During the first three semesters, your writing will consist of new work and revision based on feedback from faculty advisors and peers. You may experiment with different genres and methods, but by your final semester, semester four, you will submit two drafts of a completed manuscript--one for your advisor and one for a second faculty reader charged to review your thesis.
You will be encouraged and supported to share your work at informal and formal readings throughout the residencies, and you will read from your final manuscript at the Graduating Student Readings during the Commencement Residency .
You will read and annotate between forty-five and sixty texts from a reading list you design yourself, primarily from your own genre, with attention to issues of period, gender, genre, and multiculturalism.
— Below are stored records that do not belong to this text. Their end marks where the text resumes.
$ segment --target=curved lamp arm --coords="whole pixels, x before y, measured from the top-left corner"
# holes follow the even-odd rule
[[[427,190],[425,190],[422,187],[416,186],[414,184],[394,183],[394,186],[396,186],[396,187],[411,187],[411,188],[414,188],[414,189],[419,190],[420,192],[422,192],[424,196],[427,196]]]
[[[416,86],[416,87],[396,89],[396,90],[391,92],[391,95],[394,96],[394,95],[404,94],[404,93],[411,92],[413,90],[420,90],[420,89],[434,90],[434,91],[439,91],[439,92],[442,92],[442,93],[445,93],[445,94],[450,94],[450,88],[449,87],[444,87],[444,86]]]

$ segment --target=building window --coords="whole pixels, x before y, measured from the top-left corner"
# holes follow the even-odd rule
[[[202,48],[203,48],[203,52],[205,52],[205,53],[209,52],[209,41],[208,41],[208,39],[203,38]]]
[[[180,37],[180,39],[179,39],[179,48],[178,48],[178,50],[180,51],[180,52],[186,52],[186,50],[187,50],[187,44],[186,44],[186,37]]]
In brief annotations, you will look at literature from either a scholar’s or a crafter’s perspective. Two years at Goddard will leave you well-read and well-versed in the form you have chosen.
Critical writing forms an essential component of the MFAW program and is incorporated into your studies organically. By honing your ability to critique and analyze published work, you leave Goddard better prepared to look critically at your own.
You are required to complete between forty-five and sixty annotations prior to graduation. Annotations are brief (approximately two pages), focused, critical responses to selected texts on your reading list.
In addition to annotations, you must complete two short (5-page) and one long (20-page) critical papers on texts or literary ideas that pique your interest. In the long critical paper, you are expected to use at least two secondary sources, to closely examine one or more literary texts, and to develop your topic over the course of several drafts shared with your advisor.
Many students seek an MFA in Creative Writing in part for its usefulness in acquiring teaching jobs. To better prepare our graduates to teach, Goddard includes a Teaching Practicum as a degree requirement. Like any skill, teaching requires practice. Learning to teach while still in the tutelage of skilled faculty advisors helps to create new teachers who are confident and well-trained. The practicum also gives experienced teachers a chance to experiment with new teaching techniques or new curriculum ideas in an environment where they can consult with a mentor.
The practicum includes a minimum of 15 hours of teaching of creative writing, a teaching essay, and the compilation of a teaching packet. The teaching practicum, held in your own community, can take place in a broad range of settings from community colleges and four-year institutions to libraries, senior centers, youth groups, retreat centers, community organizations, or prisons, for example.
Students electing to pursue Vermont teacher licensure are also required to participate in supervised student teaching under the auspices of Goddard‘s Education and Licensure program.
Graduating Student Reading and Panel
As part of the degree requirements, you must present your work to the Goddard community in a public reading of your creative manuscript. Each graduating student will read for the same amount of time, to be determined by the program director as part of residency planning. You will also be encouraged to offer a workshop or to be a member of the Graduating Student Panel. Participation in the panel is optional.